While often mooted, the government has still yet to take formal steps to introduce skills visas.

“We must be open to bringing in skills from elsewhere. Those skills create jobs by transferring knowledge and enabling businesses to grow around them. Welcoming talent to a country is simply fundamental to creating prosperity.”

Much has been written about South Africa’s need to attract and retain economic capital – to fund the fiscal deficit and restart growth.

“But skilled human capital is equally important and are attracted by the very same factors. Just as organisations think carefully about their employee value propositions, it is vital that South Africa considers its skills value proposition in offering greater economic and policy stability.

“Skilled people need to have confidence in the future, they need the freedom to invest their savings both inside and outside South Africa and they are attracted by the opportunity to learn from others,” Formby said.

He added that while the banking industry was not yet severely affected, skills loss was particularly apparent in the medical industry and the construction industries, just as more skills are needed to develop government’s long pipeline of infrastructure projects.

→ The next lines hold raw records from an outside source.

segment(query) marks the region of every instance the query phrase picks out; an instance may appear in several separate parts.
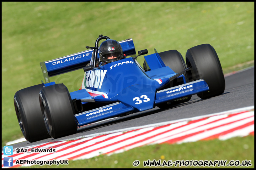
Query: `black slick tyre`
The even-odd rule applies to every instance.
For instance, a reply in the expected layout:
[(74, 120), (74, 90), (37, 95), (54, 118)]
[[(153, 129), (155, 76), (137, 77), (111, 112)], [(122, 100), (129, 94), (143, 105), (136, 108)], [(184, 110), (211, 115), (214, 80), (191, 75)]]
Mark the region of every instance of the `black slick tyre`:
[(46, 87), (39, 96), (43, 120), (50, 135), (56, 138), (75, 134), (78, 126), (75, 109), (66, 87), (63, 84)]
[(204, 99), (222, 94), (225, 81), (219, 57), (213, 47), (209, 44), (202, 44), (187, 50), (186, 61), (188, 67), (192, 67), (193, 80), (203, 79), (209, 91), (197, 94)]
[(14, 98), (19, 125), (24, 137), (31, 142), (50, 137), (44, 125), (38, 98), (43, 87), (41, 84), (21, 89)]
[[(183, 57), (181, 54), (177, 50), (175, 50), (167, 51), (160, 52), (159, 54), (165, 66), (168, 66), (174, 72), (178, 73), (187, 68)], [(184, 76), (186, 82), (188, 83), (188, 79), (187, 74), (186, 73), (184, 74)], [(173, 86), (180, 85), (183, 83), (183, 80), (180, 83), (174, 82)], [(187, 102), (190, 100), (191, 98), (191, 96), (187, 96), (171, 102), (161, 103), (158, 106), (159, 108), (164, 108), (168, 107), (170, 104), (174, 105)]]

A survey conducted by the South African Medical Association (SAMA) found that 38% of respondents (from public and private healthcare) said they would consider emigrating if the NHI was fully implemented while 6% would emigrate for other reasons.

In 2019, the South African Institution of Civil Engineering (SAICE) reported that in the past three years it had lost 1.73% of its members, aged 30-60, to emigration

“There is enough capital in South Africa for these projects but we are thin on skills. The real trick in pulling off our infrastructure-led growth is accessing and enabling specialist skills. “We may well have to tap those in retirement, the private sector and those who have given up on the construction sector and moved to other industries. Embracing non-conventional skillsets that will enable the fourth industrial revolution is as important,” Formby said.